We've seen government take a more thoughtful approach to issues like this. In the midst of the global supply chain disruptions, the government launched a national supply chain task force with the objective of making independent recommendations regarding short- and long-term actions to alleviate supply chain congestion.
I recommend that the government launch a food value chain task force. The task force should have three priority mandates. First, it should build on StatsCan's data hub by producing detailed analysis on food inflation drivers along the value chain. Second, it should make concrete recommendations for the public and private sector with a focus on where Canadians can act. This should include retail, but it must also include an examination of systemic issues—including supply chain fluidity, regulatory burden, taxes, underinvestment in R and D and declines in productivity growth—and make recommendations that can drive those costs down.
Finally, it should look at where the government can act to support those Canadians who are hardest hit by higher food prices. Food Banks Canada gave Canada a D+ in its inaugural poverty report card, highlighting that the impact of food price inflation is a broader poverty challenge that must involve solutions beyond the food system's scope.
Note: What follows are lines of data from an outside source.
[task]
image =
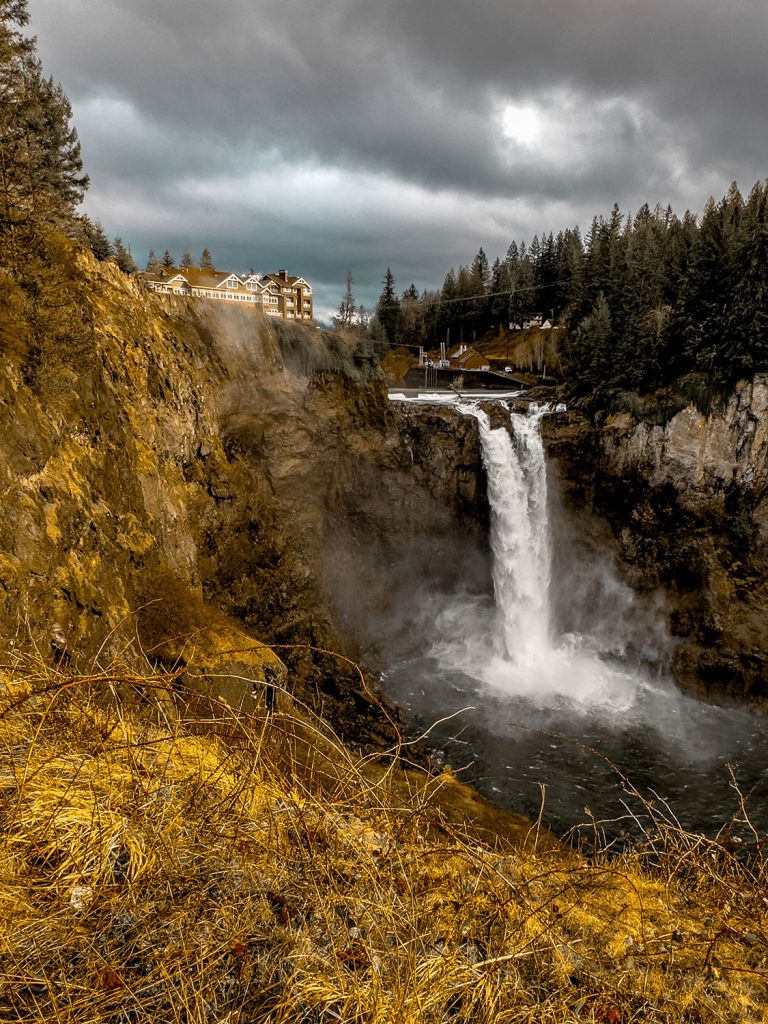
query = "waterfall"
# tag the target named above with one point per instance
(519, 652)
(519, 534)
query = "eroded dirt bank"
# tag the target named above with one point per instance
(163, 461)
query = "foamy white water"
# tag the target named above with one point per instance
(514, 650)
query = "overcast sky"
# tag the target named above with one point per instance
(355, 134)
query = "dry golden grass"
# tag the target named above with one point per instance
(249, 869)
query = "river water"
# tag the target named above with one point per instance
(542, 716)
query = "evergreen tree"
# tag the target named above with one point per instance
(41, 179)
(153, 262)
(347, 307)
(388, 309)
(500, 287)
(448, 308)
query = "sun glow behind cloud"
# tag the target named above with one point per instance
(522, 124)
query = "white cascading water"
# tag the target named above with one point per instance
(517, 495)
(519, 654)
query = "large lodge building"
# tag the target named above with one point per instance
(274, 294)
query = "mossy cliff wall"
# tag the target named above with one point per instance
(687, 508)
(160, 460)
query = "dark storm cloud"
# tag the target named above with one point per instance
(537, 108)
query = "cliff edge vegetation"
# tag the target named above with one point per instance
(253, 869)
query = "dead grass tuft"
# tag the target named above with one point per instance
(254, 870)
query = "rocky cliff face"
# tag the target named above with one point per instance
(163, 463)
(686, 503)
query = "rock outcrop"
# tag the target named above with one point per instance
(161, 457)
(687, 504)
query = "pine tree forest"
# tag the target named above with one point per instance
(646, 300)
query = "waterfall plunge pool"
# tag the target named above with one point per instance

Unfortunately, the supply chain task force has shown that writing the action plan can be the easy part. Acting on it is much harder. Complex issues do not always lend themselves to the silver bullets that governments seem to prefer. While it is easy to say that all options are on the table to stabilize prices, there seems to be a focus on the retail sector, with other more sensitive but potentially more impactful policy changes actually off the table.
As food inflation shows, many of these systemic issues and pressures will remain. Even if the political pressure falls as food inflation falls too, the opportunity will still exist to do something substantive. It may not be easy, but it will be worthwhile.